Corporate videoconferencing gets hot this week

Tomorrow a big company (not Microsoft) is going to announce a new videoconferencing system. I got a preview last week and it blew me away — you’ll see in my video that it feels like (I’m embargoed from talking about it until tomorrow morning). I’ll have the video up sometime tomorrow.

Microsoft too has a new videoconferencing camera that’s pretty innovative (I got demos of this back when I worked at Microsoft) that’s getting a bit of attention on TechMeme. I want one for our conference room at PodTech.
It’s going to be an interesting week for corporate videoconferencing.


Filed under: Uncategorized @ 10:06 am | 14 Comments

14 Comments

  1. Mihir Gandhi Says:

    http://www.searchenginejournal.com/index.php?p=2118

  2. Robert Scoble Says:

    Mihir: the one I saw wasn’t from that company. :-)

  3. Herm Says:

    None of these videoconferencing gadgets are worth a damn really. Videoconferencing solutions continue to be proprietary for the most part. To be a viable alternative to travel, they must standards-based and use technology as ubiquitous as the telephone.

    I’m shocked, SHOCKED, to find that “All you do is connect the RoundTable device to a computer that’s running Office Communications Server 2007 or Live Meeting”…..must use MS software.

  4. Brian Sullivan Says:

    Unfortunately none so far that I see deliver on the promise of ubiquitous, ad hoc, serverless, multiparty conferencing (audio only would be good enough for my liking) with real time application/data sharing.

    Do either of the two you refer to have this capability?

  5. Mihir Gandhi Says:

    Interesting.. I am curious now :)
    If it is an extension of iTrip it will definitely be slick :)

  6. Mihir Gandhi Says:

    I meant iChat, not iTrip.

  7. Robert Scoble Says:

    Brian: nope. What you’ll see tomorrow doesn’t solve those problems, but comes at it a completely different way.

  8. Robert Scoble Says:

    Mihir: what’s coming tomorrow is for corporate types. Translation: folks with BIG money. But it IS cool. So, not from Apple either. Sorry. Although a Mac with an iSight is pretty darn good.

  9. John Says:

    My guess would be Cisco, HP or Polycom. A recent WSJ article profiled some of the efforts earlier this year. If it was a small company, I would have guessed SightSpeed

  10. Nathan Weinberg Says:

    Robert, you aren’t talking about Roundtable, which Microsoft already announced, are you? Because I don’t see how anyone can top that. Roundtable isn’t just the coolest corporate videoconferencing tool I’ve ever seen, but can you imagine doing a video blog with it? Just sitting experts around a table and letting the conversation fly. It could turn The Maclaughlin Group on its ear.

    If it’s better than Roundtable, I’d like to see it.

    http://microsoft.blognewschannel.com/index.php/archives/2006/10/22/microsoft-roundtable-becomes-a-reality/

  11. Nathan Weinberg Says:

    Did you update your post and I didn’t notice? I didn’t see that whole second paragraph and the “(not Microsoft)” in the first one. Findory didn’t show the “(not Microsoft)” note either. If you update your post, and people are already commenting, you could do an update, not an edit, because now I look like an idiot who didn’t RTFA.

  12. Robert Scoble Says:

    Nathan: I have not edited this post. The (not Microsoft) was always there. Or, I might have edited it within a minute or two of posting it. Even then, though, that’s strange that it didn’t show up.

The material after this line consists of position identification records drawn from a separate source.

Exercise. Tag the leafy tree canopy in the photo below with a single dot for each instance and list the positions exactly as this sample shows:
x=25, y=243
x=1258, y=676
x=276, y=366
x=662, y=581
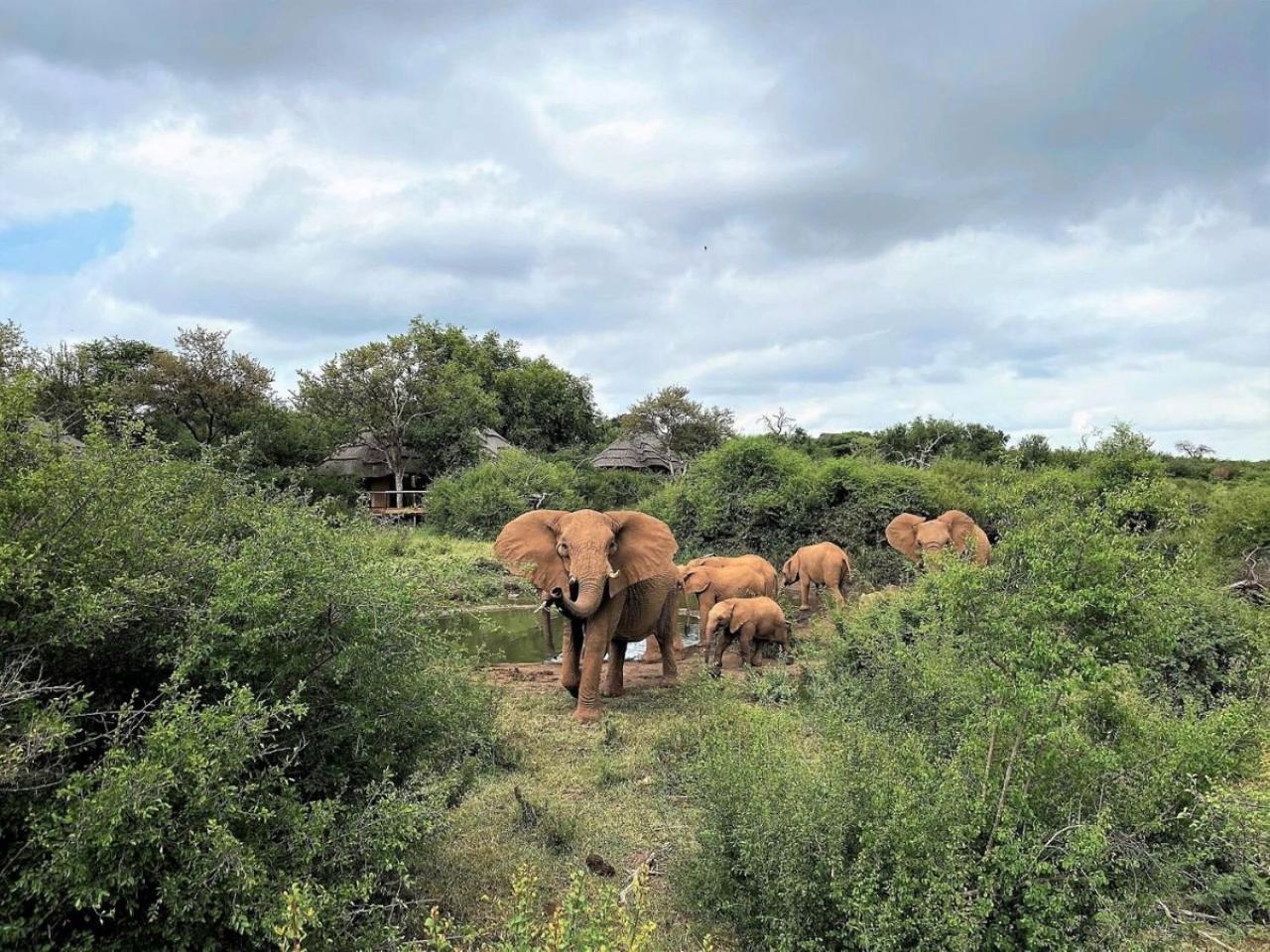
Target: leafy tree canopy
x=203, y=385
x=925, y=439
x=683, y=424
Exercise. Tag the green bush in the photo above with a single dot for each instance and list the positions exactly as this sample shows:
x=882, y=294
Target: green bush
x=476, y=503
x=218, y=699
x=1239, y=521
x=756, y=495
x=1026, y=756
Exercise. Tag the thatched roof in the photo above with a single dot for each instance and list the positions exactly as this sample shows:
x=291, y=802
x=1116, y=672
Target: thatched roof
x=638, y=451
x=363, y=461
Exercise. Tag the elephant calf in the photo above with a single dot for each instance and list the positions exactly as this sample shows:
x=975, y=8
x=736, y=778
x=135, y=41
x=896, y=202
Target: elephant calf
x=824, y=563
x=751, y=620
x=712, y=583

    Either way, the whole second paragraph is a link to Roundtable, so you should have caught that anyway.

  13. Phil Rack Says:

    For the consumer of small business person, I love using SightSpeed for video conferencing. It works across the Windows and Apple platforms and the quality is absolutely great. It doesn’t have application sharing but you can jerry-rig Windows Live Messenger or Persony to do that if you want. Also, it works behind firewalls like ISA.

  14. Nathan Weinberg Says:

    Oh, well, sorry, I must have just completely misread it. Still, I’d love to hear what you think about doing one of your interviews with the Roundtable camera.